Menurut Sunarto, reformasi pendidikan apa pun tidak akan berhasil jika tidak menyentuh inti persoalan: kualitas, kesejahteraan, dan perlindungan guru.

Perlindungan Guru Harus Jadi Komponen Utama Regulasi Baru

Menyoroti proses Revisi UU Sisdiknas, Sunarto menyampaikan bahwa banyak elemen masyarakat, termasuk organisasi profesi guru, mendorong agar pasal-pasal perlindungan guru dicantumkan secara eksplisit. Ia merinci hak-hak yang harus diatur dengan jelas:

1. Perlindungan hukum dalam menjalankan tugas
2. Kesejahteraan yang adil dan merata, termasuk bagi guru swasta dan madrasah
3. Kepastian status kepegawaian, terutama bagi guru honorer
4. Pengembangan karier dan kompetensi berkelanjutan
5. Lingkungan kerja yang aman dan sehat

Sunarto menegaskan bahwa gagasan UU Perlindungan Guru, yang sempat diwacanakan terpisah, kini dilebur ke dalam revisi UU Sisdiknas. “Justru karena dilebur, kita harus lebih waspada. Jangan sampai perlindungan guru hanya menjadi formalitas tanpa kekuatan implementasi,” jelasnya.

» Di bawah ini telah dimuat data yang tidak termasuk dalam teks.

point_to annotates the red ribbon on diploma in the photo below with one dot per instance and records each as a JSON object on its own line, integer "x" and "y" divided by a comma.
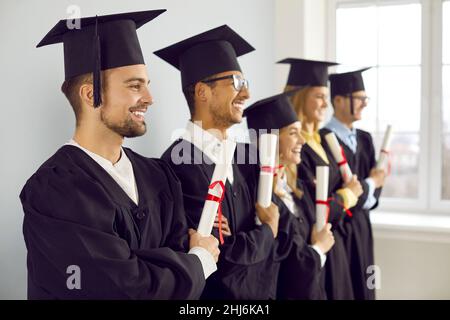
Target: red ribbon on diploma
{"x": 327, "y": 203}
{"x": 386, "y": 152}
{"x": 344, "y": 159}
{"x": 211, "y": 197}
{"x": 270, "y": 169}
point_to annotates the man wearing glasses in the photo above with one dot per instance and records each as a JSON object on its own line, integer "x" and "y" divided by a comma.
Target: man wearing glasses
{"x": 216, "y": 90}
{"x": 349, "y": 98}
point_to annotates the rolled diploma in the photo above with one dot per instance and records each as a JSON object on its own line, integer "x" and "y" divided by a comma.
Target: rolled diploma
{"x": 209, "y": 211}
{"x": 321, "y": 194}
{"x": 335, "y": 148}
{"x": 267, "y": 156}
{"x": 386, "y": 146}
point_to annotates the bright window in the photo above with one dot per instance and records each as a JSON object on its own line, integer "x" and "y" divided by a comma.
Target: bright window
{"x": 388, "y": 38}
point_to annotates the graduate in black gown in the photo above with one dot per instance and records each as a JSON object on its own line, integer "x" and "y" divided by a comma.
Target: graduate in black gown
{"x": 310, "y": 102}
{"x": 349, "y": 99}
{"x": 101, "y": 221}
{"x": 301, "y": 272}
{"x": 216, "y": 90}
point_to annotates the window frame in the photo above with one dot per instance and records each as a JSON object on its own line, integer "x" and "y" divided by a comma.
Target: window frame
{"x": 430, "y": 173}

Realita Lapangan Masih Menyedihkan

Sunarto menggambarkan kondisi nyata yang dialami banyak guru di lapangan: mengajar di ruang sederhana dengan fasilitas terbatas, pendapatan belum layak, hingga kurangnya pengakuan atas pengabdian mereka.

“Yang paling merasakan kesenjangan ini adalah guru-guru di sekolah masyarakat dan madrasah. Padahal mereka berperan besar dalam membentuk akhlak dan karakter bangsa,” ujarnya.

Ia menegaskan bahwa peradaban masa depan tidak akan kuat jika pondasi pendidikannya masih rapuh.

Advokasi Berkelanjutan: “Suara Guru Tidak Boleh Dikesampingkan”

Sunarto menyampaikan bahwa perjuangan perlindungan guru harus dilakukan secara kolektif. Forum seperti Forum Guru PUI, menurutnya, akan terus mendorong:

1. Hak guru sebagai perhatian utama negara
2. Regulasi yang benar-benar berpihak
3. Kondisi kerja yang membuat guru tenang dan profesional
4. Peningkatan kualitas pendidikan secara berkelanjutan

“Guru sudah puluhan tahun menjadi penjaga peradaban bangsa. Mereka tidak boleh dibiarkan berjuang sendiri,” tegas Sunarto.

Melindungi Guru = Melindungi Masa Depan Indonesia

Di akhir pemaparannya, Sunarto mengingatkan bahwa perlindungan guru bukan sekadar tuntutan profesi, tetapi kepentingan strategis nasional. Jika Indonesia ingin keluar dari ketertinggalan global, maka kesejahteraan dan perlindungan guru tidak boleh lagi ditunda.

“Undang-undang yang disusun hari ini akan menentukan wajah pendidikan Indonesia puluhan tahun ke depan. Pastikan guru benar-benar dilindungi di dalamnya,” pungkasnya.

Pemaparan Sunarto menjadi salah satu sesi paling kuat dalam IslahTalk kali ini, menegaskan kembali komitmen PUI dalam memperjuangkan martabat dan masa depan para pendidik di Indonesia.